His hands were black with soot. He should have grabbed some gloves from the barn. No matter. Maybe dirty hands were part of his new identity. Dirty hands, dirty past. No past at all.
He pulled on a beam with the hoe and it crashed down, spewing soot into his face. Waving it clear, he clocked something in the charred wood. Filthy and damaged from the flames. Anticlimactic now. He pried it loose, disappointed that some part of his old loser self remained.
Holding it up to the light, he saw that the artefact didn’t belong to him after all. It didn’t even belong on their property. The wood stock and grip had been charred away but the double barrels remained unscathed.
“Travis!”
He looked up, saw his mom waving at him. “Can you come here,” she said.

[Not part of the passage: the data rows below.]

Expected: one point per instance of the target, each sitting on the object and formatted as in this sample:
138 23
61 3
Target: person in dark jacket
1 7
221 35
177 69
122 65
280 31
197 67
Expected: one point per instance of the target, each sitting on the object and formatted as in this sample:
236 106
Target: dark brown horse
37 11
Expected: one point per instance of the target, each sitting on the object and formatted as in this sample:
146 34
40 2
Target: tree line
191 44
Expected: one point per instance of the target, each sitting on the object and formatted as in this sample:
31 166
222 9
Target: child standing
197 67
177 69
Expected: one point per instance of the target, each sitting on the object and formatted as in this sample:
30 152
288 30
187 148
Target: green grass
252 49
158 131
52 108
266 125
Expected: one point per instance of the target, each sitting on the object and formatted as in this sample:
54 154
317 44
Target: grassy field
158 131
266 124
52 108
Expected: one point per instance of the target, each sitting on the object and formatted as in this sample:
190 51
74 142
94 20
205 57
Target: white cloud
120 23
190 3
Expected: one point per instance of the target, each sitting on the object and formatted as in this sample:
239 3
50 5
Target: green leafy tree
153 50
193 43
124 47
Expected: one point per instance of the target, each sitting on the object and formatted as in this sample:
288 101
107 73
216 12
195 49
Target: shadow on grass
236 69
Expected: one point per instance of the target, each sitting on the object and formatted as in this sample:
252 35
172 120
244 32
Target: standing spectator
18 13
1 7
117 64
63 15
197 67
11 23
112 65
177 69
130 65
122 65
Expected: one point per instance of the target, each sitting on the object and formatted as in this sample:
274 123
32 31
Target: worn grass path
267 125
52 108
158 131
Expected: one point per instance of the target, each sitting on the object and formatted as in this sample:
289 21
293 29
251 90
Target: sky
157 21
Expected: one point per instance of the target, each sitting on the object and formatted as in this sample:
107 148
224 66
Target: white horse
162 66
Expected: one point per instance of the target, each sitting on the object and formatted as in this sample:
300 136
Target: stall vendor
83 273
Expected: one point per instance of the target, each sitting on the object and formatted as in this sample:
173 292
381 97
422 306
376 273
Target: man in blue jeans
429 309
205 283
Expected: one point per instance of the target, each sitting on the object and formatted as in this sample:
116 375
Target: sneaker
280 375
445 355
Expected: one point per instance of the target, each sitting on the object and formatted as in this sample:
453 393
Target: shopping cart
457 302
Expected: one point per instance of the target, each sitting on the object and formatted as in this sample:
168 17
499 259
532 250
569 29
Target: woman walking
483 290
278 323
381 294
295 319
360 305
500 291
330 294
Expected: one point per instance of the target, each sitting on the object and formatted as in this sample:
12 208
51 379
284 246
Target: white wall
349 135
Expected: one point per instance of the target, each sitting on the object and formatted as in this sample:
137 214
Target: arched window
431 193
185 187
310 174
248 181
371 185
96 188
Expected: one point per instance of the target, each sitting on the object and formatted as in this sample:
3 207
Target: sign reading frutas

“Coming.” He climbed out of the ruins, hiding the remains of Corrigan’s gun behind his back.
~
The trailer home came courtesy of Harvey’s RV’s, the boat and recreational vehicle lot over on Beech Avenue. Harvey and his wife felt terrible at what had happened to the Hawkshaws and insisted they use the double-wide for the time being. At least they could stay on their own land.
Emma was overwhelmed by everyone’s generosity. They all wanted to help, wanted to give, reach out somehow. These were good people. You saw it everyday in small ways but when something bad happened, you really saw it. It made her humble, embarrassed and proud all at the same time.
Travis hated the trailer. It was cramped and smelled of mothballs and menthols. There was no where to go, no privacy.
“You’ll adjust,” Emma told him. “It’ll be like we’re camping.”
“We’ve never gone camping,” he said.
“Would you prefer a homeless shelter?” she scolded. “We could bunk with the hoboes and the bedbugs. Because that’s what we are now, Travis. Homeless.”
Harsh but true. She regretted it now, a day later as she knelt under the hang of the trailer, fitting a hose to the water supply. Travis knew how to push her buttons but she had to remind herself that she was the adult in this situation. She screwed the hose to the coupling and opened the valve. The hose swelled as water pumped into it. “Okay!” she hollered. “Try it now!”